Acoustic feature quantity extraction means for extracting the acoustic feature quantity X from the input speech waveform;
An acoustic model accumulating means for accumulating an acoustic model and outputting an acoustic probability P (x | ω) at which the acoustic feature quantity x is observed with respect to a recognition result candidate word string ω composed of one or more words ω _m ; ,
Language model storage means for storing language models and outputting statistical / grammatical language probabilities Pn-gram (ω) / Pcfg (ω);
Speech recognition that outputs a recognition result word string ω ^ based on the acoustic feature amount x, the acoustic probability P (x | ω), and the statistical / grammatical language probability Pn-gram (ω) / Pcfg (ω) A decoder;
In a content search program for causing a computer to function as content search means for searching for content from a content database using the recognition result word string ω as a search key,
The similarity between two contents S _{i, j} in all contents and the word ω _m (= content name M _n (M ₁ , M ₂ ,..., M) for each content searched in the past for each user U _v )) a user information storage means for storing
First weight alpha (M _q, U) of the user U with respect to the content name M _q a, between the contents between the the content name Mq, each content name M _n retrieved in the past by the user U A preference probability P ^* (ω _m ) is calculated for each word ω _m calculated from the sum of the similarities S _{Mq and Mn} and given the first weight α (M _q , U) , and one or more words ω The preference probability P ^* (ω) for each word string ω including _m is expressed as P ^* (ω) = P ^* (ω ₁ , ω ₂ ,..., ω _m ) = P ^* (ω ₁ ) × P ^* preference degree probability calculating means for calculating by (ω ₂ ) ×... × P ^* (ω _m ) ;
A computer is further provided as a language probability calculating means for outputting a language probability P (ω) obtained by weighting the preference probability P ^* (ω) to the statistical / grammatical language probability Pn-gram (ω) / Pcfg (ω). A program for content search, characterized by functioning.

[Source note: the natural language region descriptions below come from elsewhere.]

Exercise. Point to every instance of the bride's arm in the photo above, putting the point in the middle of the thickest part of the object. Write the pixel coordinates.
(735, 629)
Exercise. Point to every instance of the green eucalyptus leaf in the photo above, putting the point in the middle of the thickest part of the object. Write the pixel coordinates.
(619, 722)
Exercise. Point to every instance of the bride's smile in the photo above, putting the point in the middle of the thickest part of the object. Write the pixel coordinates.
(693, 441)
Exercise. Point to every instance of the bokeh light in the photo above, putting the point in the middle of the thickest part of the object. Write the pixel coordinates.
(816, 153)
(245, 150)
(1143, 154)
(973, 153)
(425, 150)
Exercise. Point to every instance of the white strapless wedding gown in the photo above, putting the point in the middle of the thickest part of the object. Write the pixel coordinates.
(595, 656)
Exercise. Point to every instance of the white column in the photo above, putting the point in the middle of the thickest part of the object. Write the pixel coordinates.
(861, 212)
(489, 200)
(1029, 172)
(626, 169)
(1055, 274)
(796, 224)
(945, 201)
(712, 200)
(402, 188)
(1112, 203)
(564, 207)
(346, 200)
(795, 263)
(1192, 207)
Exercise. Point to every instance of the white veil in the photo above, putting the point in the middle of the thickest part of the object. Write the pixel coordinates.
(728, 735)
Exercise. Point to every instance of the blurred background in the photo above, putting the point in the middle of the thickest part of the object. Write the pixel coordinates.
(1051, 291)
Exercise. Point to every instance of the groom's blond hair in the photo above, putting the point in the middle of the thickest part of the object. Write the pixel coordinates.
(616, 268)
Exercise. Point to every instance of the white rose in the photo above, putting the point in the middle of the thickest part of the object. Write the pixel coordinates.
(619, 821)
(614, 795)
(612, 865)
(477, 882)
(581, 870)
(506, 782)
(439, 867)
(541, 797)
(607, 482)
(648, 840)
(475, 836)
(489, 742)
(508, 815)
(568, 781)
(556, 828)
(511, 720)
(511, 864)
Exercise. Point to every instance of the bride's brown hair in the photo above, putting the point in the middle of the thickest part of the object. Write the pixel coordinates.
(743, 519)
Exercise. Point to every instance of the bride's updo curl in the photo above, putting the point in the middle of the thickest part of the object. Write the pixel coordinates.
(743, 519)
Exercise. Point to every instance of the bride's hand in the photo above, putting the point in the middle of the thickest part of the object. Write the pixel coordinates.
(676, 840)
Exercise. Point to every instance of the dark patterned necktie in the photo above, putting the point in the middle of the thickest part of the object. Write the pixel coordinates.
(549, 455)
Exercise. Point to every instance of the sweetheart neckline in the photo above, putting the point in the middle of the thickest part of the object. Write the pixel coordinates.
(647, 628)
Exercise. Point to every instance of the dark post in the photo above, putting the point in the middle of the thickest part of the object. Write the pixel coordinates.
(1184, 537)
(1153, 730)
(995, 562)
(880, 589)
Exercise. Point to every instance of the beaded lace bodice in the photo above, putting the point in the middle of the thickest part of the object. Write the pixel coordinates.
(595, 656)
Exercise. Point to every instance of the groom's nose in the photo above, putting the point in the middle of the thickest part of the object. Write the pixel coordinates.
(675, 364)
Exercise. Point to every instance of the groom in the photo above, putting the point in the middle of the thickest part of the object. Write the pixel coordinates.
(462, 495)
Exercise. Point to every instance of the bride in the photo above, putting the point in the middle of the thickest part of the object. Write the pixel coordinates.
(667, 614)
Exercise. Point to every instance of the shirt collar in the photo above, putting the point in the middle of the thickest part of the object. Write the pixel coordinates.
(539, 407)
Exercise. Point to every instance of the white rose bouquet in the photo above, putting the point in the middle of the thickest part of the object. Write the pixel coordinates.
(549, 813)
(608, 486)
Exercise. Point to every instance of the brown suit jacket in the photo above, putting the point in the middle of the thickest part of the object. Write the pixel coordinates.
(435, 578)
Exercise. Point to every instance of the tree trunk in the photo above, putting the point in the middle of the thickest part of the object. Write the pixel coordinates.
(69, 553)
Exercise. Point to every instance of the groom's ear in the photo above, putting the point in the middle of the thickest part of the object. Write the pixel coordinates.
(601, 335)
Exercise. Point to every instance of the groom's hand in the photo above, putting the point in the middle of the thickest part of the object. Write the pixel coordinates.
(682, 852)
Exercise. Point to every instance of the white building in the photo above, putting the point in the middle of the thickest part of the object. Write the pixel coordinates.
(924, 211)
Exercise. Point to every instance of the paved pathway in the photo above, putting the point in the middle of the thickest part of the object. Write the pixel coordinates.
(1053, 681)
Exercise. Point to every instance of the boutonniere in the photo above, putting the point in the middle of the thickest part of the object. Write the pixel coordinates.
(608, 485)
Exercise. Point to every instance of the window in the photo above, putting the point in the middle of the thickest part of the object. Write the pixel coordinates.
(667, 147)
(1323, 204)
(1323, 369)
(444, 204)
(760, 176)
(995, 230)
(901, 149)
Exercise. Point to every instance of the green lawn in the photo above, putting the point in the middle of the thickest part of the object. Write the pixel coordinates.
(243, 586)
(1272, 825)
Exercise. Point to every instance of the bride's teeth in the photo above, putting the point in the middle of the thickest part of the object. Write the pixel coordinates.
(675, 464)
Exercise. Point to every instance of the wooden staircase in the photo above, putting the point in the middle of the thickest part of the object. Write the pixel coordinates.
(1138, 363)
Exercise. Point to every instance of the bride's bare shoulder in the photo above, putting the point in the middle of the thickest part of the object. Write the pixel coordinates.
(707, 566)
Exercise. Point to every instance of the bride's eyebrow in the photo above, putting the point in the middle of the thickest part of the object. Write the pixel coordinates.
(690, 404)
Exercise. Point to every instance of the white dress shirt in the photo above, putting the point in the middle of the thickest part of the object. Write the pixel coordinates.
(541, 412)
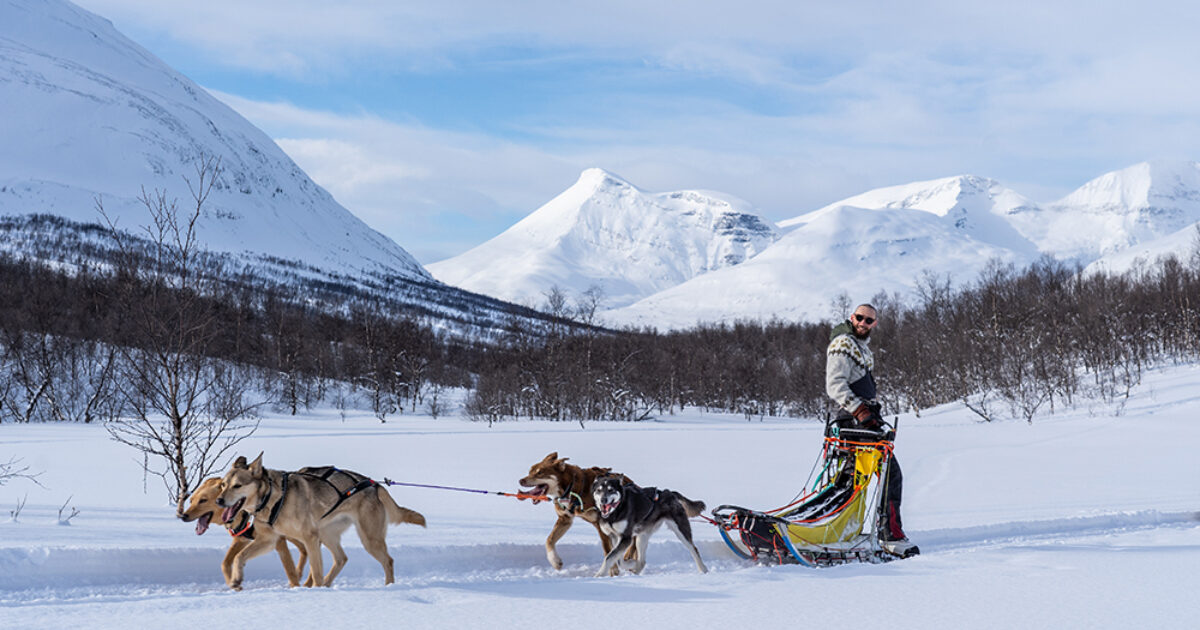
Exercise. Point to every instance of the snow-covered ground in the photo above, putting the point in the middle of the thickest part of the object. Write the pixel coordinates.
(1086, 519)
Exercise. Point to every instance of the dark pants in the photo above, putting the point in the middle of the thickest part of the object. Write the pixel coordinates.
(891, 527)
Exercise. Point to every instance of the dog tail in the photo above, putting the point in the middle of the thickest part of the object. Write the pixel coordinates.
(397, 515)
(694, 508)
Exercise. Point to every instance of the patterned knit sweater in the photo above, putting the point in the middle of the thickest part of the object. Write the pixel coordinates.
(847, 359)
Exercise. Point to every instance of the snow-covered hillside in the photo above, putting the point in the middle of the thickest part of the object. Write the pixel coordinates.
(605, 232)
(889, 239)
(881, 240)
(85, 113)
(1081, 520)
(1121, 215)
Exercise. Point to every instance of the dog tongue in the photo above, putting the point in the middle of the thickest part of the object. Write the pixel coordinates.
(202, 526)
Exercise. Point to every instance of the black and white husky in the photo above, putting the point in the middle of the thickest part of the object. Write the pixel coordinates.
(630, 514)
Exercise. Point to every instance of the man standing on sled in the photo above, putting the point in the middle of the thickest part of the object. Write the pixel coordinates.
(851, 384)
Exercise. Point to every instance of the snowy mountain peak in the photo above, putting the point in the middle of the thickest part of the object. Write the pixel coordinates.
(1120, 210)
(597, 178)
(1144, 185)
(95, 115)
(605, 232)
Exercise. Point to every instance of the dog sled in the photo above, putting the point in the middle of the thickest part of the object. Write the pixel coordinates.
(834, 520)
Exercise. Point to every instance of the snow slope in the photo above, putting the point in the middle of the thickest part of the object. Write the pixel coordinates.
(881, 240)
(85, 113)
(605, 232)
(889, 239)
(1086, 519)
(1119, 211)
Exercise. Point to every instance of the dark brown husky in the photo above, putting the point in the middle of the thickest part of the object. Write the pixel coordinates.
(570, 486)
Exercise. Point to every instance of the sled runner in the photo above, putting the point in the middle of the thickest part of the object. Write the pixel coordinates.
(835, 522)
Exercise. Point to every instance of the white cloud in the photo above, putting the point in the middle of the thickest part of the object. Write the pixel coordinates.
(1039, 94)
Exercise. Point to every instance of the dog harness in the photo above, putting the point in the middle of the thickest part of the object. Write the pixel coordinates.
(569, 499)
(283, 495)
(342, 496)
(246, 529)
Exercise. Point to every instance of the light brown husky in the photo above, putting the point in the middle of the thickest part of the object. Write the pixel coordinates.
(311, 511)
(203, 509)
(570, 487)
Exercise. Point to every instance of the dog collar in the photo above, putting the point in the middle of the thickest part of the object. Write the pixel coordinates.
(246, 529)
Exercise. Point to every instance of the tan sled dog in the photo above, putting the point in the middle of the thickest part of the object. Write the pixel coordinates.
(203, 508)
(570, 486)
(310, 510)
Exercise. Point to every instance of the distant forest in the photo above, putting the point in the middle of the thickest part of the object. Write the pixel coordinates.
(1014, 342)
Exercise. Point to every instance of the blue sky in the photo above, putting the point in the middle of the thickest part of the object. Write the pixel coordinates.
(441, 124)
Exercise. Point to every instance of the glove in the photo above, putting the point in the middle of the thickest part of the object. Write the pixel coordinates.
(868, 415)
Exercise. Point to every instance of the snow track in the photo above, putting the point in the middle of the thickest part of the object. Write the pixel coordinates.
(30, 575)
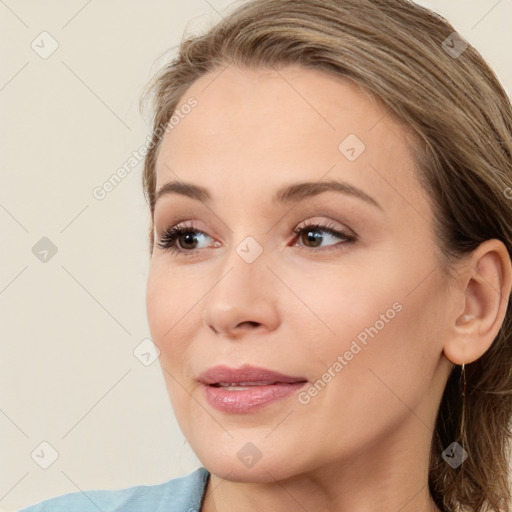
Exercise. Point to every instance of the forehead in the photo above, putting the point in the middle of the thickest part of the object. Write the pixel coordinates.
(261, 128)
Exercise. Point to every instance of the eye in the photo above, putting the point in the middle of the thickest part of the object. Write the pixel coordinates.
(181, 239)
(310, 233)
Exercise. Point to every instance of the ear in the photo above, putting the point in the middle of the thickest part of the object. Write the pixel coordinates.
(486, 283)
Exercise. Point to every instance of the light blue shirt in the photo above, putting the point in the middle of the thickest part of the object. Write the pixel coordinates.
(183, 494)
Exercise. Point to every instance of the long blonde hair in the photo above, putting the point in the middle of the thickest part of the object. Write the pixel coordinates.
(412, 60)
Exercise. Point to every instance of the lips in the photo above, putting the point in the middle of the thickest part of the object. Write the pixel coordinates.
(248, 389)
(224, 376)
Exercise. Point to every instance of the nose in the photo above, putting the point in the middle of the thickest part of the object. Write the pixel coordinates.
(242, 299)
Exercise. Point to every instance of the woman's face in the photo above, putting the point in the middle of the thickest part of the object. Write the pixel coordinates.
(358, 315)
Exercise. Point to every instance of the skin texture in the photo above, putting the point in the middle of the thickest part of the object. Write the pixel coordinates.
(363, 441)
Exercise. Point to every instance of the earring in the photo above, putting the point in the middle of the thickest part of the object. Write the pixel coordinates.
(463, 415)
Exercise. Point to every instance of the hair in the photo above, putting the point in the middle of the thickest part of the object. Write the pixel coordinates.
(461, 119)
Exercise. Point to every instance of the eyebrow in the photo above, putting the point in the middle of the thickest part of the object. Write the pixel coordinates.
(288, 194)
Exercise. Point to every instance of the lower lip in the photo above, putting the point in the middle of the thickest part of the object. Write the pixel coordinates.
(248, 399)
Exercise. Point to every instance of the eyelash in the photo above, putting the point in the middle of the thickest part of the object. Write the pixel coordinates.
(170, 236)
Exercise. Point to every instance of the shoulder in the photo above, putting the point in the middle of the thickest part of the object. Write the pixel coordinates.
(176, 495)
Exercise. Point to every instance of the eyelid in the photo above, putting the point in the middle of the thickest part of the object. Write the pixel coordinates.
(169, 239)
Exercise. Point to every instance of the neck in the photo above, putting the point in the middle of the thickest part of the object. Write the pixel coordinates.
(388, 475)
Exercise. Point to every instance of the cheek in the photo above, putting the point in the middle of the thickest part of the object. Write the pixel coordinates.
(172, 310)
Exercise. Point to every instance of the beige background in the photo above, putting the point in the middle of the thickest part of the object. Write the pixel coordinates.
(69, 325)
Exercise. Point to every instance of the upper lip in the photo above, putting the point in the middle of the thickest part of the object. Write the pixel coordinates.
(245, 374)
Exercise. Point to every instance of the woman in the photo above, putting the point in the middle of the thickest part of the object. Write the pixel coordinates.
(331, 230)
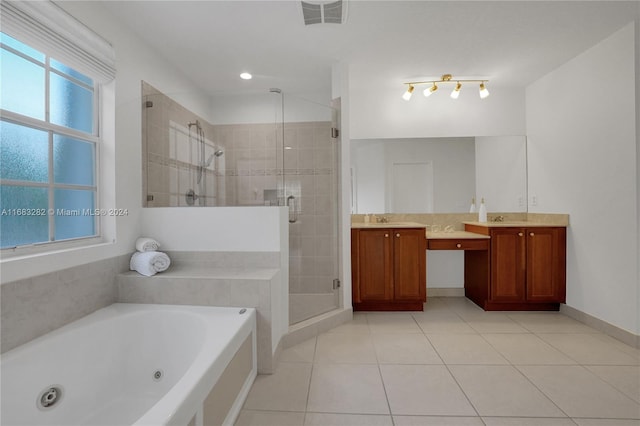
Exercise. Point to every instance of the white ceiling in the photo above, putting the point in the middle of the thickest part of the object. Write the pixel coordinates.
(512, 43)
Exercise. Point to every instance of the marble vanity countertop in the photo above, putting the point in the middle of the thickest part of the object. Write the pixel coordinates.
(455, 235)
(362, 225)
(516, 224)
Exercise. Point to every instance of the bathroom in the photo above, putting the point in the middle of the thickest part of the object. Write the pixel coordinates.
(582, 130)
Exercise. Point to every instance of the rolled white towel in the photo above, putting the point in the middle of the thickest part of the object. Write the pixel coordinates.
(147, 244)
(149, 262)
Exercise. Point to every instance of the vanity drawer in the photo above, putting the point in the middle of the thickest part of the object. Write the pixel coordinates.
(457, 244)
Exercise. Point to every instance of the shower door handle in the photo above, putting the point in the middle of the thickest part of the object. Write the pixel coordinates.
(293, 213)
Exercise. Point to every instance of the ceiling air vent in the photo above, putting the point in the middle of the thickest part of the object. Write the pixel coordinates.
(320, 12)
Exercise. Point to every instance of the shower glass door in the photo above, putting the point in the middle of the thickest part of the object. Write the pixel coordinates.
(311, 192)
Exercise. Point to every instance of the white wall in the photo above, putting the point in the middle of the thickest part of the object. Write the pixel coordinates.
(380, 113)
(368, 174)
(582, 161)
(252, 107)
(501, 178)
(637, 50)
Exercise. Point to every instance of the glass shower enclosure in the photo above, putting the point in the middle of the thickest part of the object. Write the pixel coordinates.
(256, 149)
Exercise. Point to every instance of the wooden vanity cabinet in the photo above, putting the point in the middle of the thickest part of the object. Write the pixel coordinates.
(527, 270)
(388, 269)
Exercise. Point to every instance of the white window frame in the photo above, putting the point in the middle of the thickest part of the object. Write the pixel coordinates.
(47, 28)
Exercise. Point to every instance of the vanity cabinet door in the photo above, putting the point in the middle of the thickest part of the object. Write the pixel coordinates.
(409, 254)
(375, 263)
(388, 268)
(546, 268)
(508, 265)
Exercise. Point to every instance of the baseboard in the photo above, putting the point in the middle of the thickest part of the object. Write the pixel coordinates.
(307, 329)
(445, 292)
(624, 336)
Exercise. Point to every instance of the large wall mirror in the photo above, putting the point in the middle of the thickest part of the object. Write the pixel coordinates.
(439, 175)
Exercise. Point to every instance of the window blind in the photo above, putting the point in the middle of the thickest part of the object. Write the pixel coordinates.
(50, 29)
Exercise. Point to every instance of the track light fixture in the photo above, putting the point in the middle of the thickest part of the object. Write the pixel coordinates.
(407, 94)
(427, 92)
(456, 92)
(483, 91)
(446, 78)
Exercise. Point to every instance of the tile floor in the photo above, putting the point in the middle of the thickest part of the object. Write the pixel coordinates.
(452, 364)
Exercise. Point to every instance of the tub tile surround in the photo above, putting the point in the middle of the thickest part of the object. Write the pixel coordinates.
(35, 306)
(243, 279)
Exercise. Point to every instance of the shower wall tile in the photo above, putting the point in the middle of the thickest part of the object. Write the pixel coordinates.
(35, 306)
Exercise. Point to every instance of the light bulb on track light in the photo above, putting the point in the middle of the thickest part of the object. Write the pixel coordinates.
(456, 92)
(407, 94)
(430, 90)
(483, 91)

An acoustic feature quantity x is extracted from the input speech waveform, and the acoustic feature quantity x is observed with respect to the acoustic feature quantity x and a recognition result candidate word string ω composed of one or more words ω _m. A recognition result word string ω ^ is output based on the probability P (x | ω) and the statistical / grammatical language probabilities Pn-gram (ω) / Pcfg (ω), and the recognition result word string ω ^ is a key. In a content search method in an apparatus for searching for content from a content database,
The similarity between two contents S _{i, j} in all contents and the word ω _m (= content name M _n (M ₁ , M ₂ ,..., M) for each content searched in the past for each user U _v )) has a user information storage unit for storing
First weight alpha (M _q, U) of the user U with respect to the content name M _q a, between the contents between the the content name Mq, each content name M _n retrieved in the past by the user U A preference probability P ^* (ω _m ) is calculated for each word ω _m calculated from the sum of the similarities S _{Mq and Mn} and given the first weight α (M _q , U) , and one or more words ω The preference probability P ^* (ω) for each word string ω including _m is expressed as P ^* (ω) = P ^* (ω ₁ , ω ₂ ,..., ω _m ) = P ^* (ω ₁ ) × P ^* a first step calculated by (ω ₂ ) ×... × P ^* (ω _m ) ;
A second step of outputting a language probability P (ω) obtained by weighting the preference probability P ^* (ω) to the statistical / grammatical language probability Pn-gram (ω) / Pcfg (ω). Content search method characterized by the above.